Whatever the reasons for the breakdown of your relationship/marriage it is undoubtedly a huge life change. You may feel bitterness, resentment, guilt, upset, relief, or a combination of these emotions and more.
It is likely that you have practical issues to sort out such as where you will live, how you afford to pay the rent/mortgage, who will look after your children and a host of other issues. Your head is likely to be cloudy and you may have many different friends/family all telling you with the best of intentions what you should do and how you should protect yourself.
It is important that you get proper and specialist advice at an early stage. It is easy to fall into the trap of hating your ex and everything they stand for. The danger of doing this however if you have children is that you risk alienating your children from one or in fact both of you. When looking around for legal advice look for a specialist family solicitor who is a member of Resolution and ideally someone who is trained as a Collaborative Lawyer and/or is an Accredited Family Mediator. You need someone who will give you options and try to help you resolve matters in the most constructive manner possible.
Are you listening to your children?
A huge part of separating with children is working out practical arrangements for their care.
It took both of you to bring your children into the world and it is up to the two of you how your children will adjust to living in two separate households. However you feel about your ex –partner it is important that you try to speak in positive or at least neutral terms about them to your children. The results of a recent study carried out into separated families which was published in the Observer newspaper last weekend cited that 82% of children thought it was better once mum and dad had separated and living in two different households as opposed to living in one house with bitterness and acrimony. Children can so easily become pawns in a separation with how their time is divided being drawn up on spreadsheets so that each parent achieves 50% and/or one or both fighting for “custody” which is a thankfully a defunct term.
Recent changes in Children law mean that there is no such thing any longer as “the Resident” parent. The focus instead is on trying to achieve a more fluid arrangement so that your children can spend meaningful periods of time with each parent as long as it is safe for them to do so.
Mediation is very much the forum of choice for many separating parents. It is the only process where Legal Aid remains available for resolving family issues unless there are issues such as serious domestic violent and/or child protection concerns.

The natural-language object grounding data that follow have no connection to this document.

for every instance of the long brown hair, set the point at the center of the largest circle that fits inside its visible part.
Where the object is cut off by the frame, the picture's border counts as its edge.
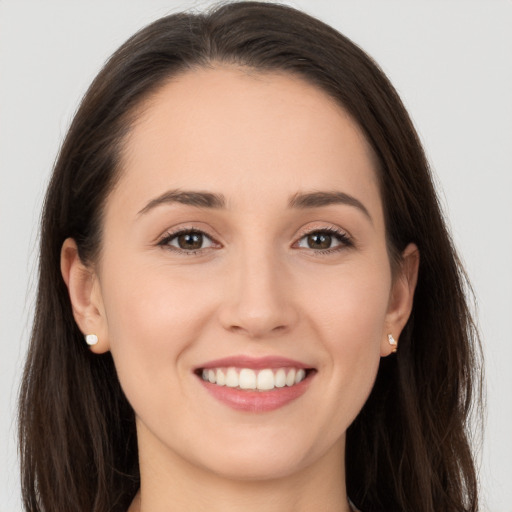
(408, 450)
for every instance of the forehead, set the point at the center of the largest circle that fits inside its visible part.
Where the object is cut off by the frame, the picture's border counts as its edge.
(240, 132)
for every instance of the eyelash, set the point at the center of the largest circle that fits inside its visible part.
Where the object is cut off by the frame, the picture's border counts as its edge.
(341, 236)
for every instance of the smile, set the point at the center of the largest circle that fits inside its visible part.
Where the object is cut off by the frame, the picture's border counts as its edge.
(264, 379)
(255, 385)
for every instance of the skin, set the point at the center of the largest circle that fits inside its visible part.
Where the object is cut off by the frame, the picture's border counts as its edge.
(257, 288)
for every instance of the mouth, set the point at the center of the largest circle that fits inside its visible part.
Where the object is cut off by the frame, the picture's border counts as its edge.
(255, 385)
(265, 379)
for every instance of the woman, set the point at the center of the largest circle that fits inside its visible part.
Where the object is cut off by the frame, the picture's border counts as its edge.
(242, 225)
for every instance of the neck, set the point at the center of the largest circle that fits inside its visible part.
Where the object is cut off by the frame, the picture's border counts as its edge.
(172, 482)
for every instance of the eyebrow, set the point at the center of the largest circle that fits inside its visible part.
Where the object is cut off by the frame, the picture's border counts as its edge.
(319, 199)
(217, 201)
(191, 198)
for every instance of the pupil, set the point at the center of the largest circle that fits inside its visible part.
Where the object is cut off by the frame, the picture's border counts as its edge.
(190, 241)
(319, 241)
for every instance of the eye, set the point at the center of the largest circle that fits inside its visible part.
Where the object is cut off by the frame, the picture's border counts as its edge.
(188, 241)
(325, 240)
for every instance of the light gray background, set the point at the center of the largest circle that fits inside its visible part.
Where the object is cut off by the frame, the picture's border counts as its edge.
(450, 60)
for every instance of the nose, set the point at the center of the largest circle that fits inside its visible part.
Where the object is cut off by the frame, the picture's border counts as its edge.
(257, 300)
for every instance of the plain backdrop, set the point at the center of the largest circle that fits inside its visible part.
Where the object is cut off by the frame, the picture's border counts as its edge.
(450, 60)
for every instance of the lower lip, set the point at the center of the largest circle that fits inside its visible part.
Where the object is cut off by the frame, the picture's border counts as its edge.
(257, 401)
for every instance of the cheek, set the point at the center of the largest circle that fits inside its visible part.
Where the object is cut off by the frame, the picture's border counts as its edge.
(151, 323)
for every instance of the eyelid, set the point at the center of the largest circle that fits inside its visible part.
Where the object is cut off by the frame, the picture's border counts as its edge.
(163, 240)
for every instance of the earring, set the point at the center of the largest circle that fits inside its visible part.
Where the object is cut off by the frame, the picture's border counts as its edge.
(393, 343)
(91, 339)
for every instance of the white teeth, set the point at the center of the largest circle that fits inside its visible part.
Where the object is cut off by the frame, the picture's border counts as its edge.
(246, 378)
(290, 378)
(280, 378)
(265, 380)
(232, 378)
(221, 378)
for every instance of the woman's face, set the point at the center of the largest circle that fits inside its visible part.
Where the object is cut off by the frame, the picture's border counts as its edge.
(245, 244)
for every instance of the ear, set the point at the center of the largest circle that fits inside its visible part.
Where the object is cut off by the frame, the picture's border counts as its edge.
(401, 297)
(85, 295)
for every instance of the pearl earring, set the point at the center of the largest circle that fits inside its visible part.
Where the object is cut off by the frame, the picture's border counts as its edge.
(91, 339)
(393, 343)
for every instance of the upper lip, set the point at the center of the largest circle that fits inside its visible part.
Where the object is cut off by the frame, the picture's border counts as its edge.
(256, 363)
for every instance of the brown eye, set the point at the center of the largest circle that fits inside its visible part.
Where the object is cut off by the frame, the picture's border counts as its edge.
(325, 240)
(319, 241)
(190, 241)
(187, 241)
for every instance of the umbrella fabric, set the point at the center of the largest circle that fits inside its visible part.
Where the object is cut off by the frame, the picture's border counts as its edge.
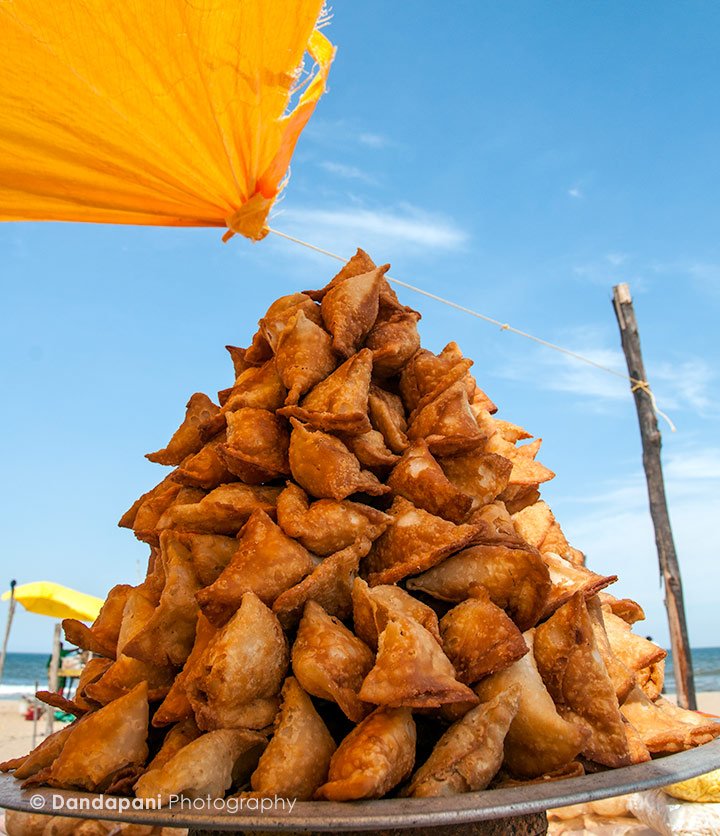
(56, 601)
(172, 113)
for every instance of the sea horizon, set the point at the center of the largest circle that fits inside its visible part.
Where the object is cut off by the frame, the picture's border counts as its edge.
(22, 670)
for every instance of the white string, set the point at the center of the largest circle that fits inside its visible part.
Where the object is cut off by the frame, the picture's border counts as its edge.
(636, 385)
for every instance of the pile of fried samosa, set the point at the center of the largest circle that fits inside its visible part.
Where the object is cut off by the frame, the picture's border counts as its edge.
(354, 590)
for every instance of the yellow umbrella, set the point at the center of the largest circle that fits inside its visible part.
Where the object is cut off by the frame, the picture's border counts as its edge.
(56, 601)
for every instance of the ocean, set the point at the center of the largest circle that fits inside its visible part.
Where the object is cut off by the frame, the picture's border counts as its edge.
(23, 669)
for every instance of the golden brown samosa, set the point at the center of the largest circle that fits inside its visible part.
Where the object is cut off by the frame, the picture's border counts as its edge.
(411, 669)
(414, 542)
(103, 744)
(420, 479)
(167, 637)
(223, 511)
(102, 636)
(237, 680)
(577, 680)
(267, 562)
(350, 308)
(325, 467)
(340, 402)
(329, 584)
(257, 445)
(303, 355)
(331, 662)
(297, 758)
(470, 753)
(516, 579)
(187, 440)
(479, 638)
(374, 606)
(327, 526)
(202, 769)
(539, 740)
(376, 756)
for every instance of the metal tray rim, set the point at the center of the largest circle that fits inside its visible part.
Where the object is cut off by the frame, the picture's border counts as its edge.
(397, 813)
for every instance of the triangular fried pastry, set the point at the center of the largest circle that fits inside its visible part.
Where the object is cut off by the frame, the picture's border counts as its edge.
(376, 756)
(470, 753)
(41, 757)
(329, 584)
(331, 662)
(426, 375)
(623, 679)
(239, 361)
(479, 638)
(393, 339)
(413, 543)
(297, 758)
(577, 680)
(102, 636)
(325, 467)
(497, 524)
(104, 743)
(539, 740)
(516, 579)
(567, 579)
(277, 317)
(419, 478)
(167, 638)
(125, 673)
(538, 526)
(186, 440)
(483, 476)
(267, 562)
(202, 769)
(205, 469)
(370, 449)
(223, 511)
(237, 680)
(634, 651)
(652, 679)
(210, 553)
(665, 728)
(340, 402)
(447, 423)
(327, 526)
(375, 606)
(360, 263)
(258, 387)
(411, 669)
(304, 356)
(627, 609)
(350, 308)
(176, 706)
(257, 445)
(177, 738)
(388, 417)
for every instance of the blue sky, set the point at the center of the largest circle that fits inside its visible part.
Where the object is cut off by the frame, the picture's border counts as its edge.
(518, 157)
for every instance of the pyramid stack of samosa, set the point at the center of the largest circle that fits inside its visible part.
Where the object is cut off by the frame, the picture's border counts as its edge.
(354, 590)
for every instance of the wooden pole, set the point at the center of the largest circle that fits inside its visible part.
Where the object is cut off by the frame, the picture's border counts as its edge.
(651, 444)
(11, 613)
(53, 677)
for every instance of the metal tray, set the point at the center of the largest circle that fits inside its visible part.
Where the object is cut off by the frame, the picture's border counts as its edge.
(394, 812)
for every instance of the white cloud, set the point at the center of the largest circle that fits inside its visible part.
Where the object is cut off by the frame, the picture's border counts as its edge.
(341, 230)
(349, 172)
(374, 140)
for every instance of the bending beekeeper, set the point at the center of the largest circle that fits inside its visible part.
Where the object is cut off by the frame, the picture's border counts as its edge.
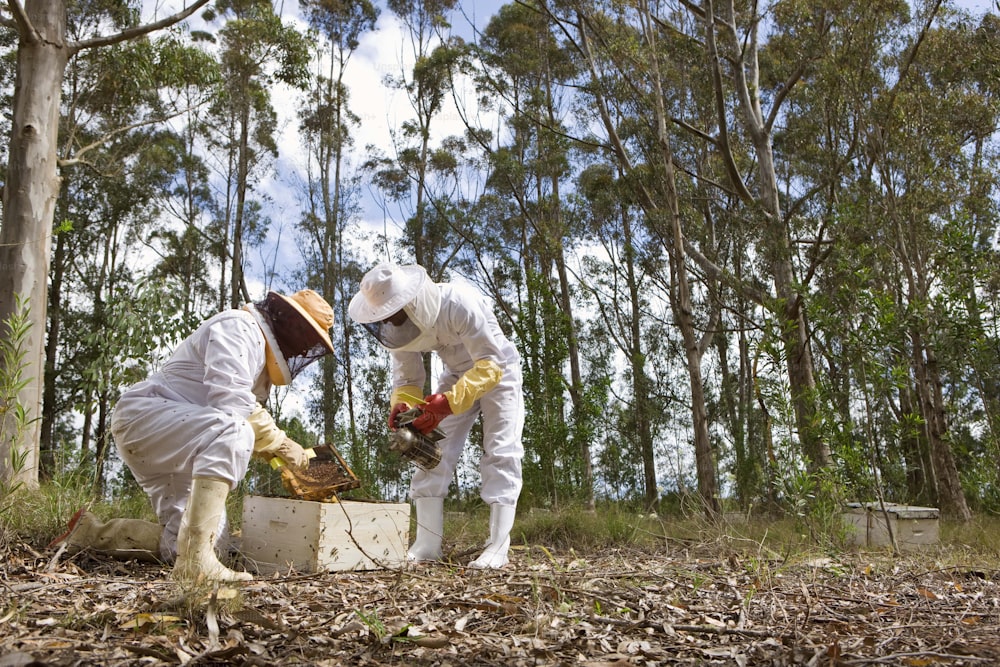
(188, 431)
(409, 314)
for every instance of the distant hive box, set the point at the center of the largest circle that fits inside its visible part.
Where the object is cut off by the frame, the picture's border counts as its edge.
(913, 527)
(282, 534)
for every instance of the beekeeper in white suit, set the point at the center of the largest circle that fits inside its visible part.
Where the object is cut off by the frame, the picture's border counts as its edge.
(188, 431)
(409, 314)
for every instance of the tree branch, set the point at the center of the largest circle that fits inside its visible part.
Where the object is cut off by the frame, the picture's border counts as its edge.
(137, 31)
(21, 22)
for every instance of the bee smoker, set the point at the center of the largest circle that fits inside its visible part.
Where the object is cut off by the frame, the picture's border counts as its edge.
(412, 444)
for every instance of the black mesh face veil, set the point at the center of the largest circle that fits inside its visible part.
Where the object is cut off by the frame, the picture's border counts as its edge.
(391, 336)
(297, 338)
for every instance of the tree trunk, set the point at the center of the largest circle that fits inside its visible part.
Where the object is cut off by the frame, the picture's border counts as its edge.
(928, 382)
(29, 199)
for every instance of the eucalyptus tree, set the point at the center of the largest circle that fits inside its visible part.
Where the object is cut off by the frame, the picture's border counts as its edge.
(108, 214)
(191, 239)
(407, 178)
(332, 191)
(521, 77)
(32, 184)
(258, 52)
(634, 89)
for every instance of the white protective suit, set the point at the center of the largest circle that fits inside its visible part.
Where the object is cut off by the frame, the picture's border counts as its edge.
(457, 322)
(190, 418)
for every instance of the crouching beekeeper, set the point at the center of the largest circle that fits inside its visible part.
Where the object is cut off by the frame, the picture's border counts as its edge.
(188, 431)
(409, 314)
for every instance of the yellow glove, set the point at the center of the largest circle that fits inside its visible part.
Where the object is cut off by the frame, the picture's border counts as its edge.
(267, 437)
(475, 382)
(402, 399)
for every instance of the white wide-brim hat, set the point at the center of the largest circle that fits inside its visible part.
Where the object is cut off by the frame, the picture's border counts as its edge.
(384, 291)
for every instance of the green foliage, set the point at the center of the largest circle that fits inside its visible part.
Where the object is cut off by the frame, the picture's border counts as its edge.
(816, 503)
(14, 419)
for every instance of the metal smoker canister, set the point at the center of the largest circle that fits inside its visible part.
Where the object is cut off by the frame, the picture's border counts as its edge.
(414, 445)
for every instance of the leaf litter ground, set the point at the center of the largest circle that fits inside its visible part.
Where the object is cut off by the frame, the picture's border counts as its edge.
(677, 606)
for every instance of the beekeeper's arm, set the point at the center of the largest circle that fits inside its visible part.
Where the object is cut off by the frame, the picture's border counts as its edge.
(270, 441)
(473, 328)
(408, 376)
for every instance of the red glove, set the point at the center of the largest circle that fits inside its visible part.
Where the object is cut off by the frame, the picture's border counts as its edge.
(394, 413)
(434, 409)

A large focus upon Children related mediation as well as resolving practical issues such as where and how your children will spend their time is helping you as parents establish/maintain a dialogue as parents even though the couple dialogue between you has broken down. Specially trained mediators, called Direct Child Consultants can speak to children as part of the mediation process to enable their voices to be heard. Such a process is entirely confidential with the intention being that it is a safe space for children to air their concerns, wishes, hopes and fears and then agree what is fed back to mum and dad whether by the mediator alone or with your children present. It is a way of helping your children to become part of the journey to a different family structure without involving a formal Court application and the necessity for a report as part of the Court process. There may be occasions where a Court application is necessary and part of the mediation process, called the MIAMS appointment – the Mediation Information and Assessment Meeting – is looking at whether there are safeguarding issues which would mean that mediation is unsuitable as a forum. The mediator will give you information as to other forums for resolving issues so that you can choose the best process for you and your family.
Absent any serious safeguarding issues, if you are able to resolve matters concerning your children outside the Court arena then this is by far from an emotional, child focused, time and financial perspective can only be a positive step.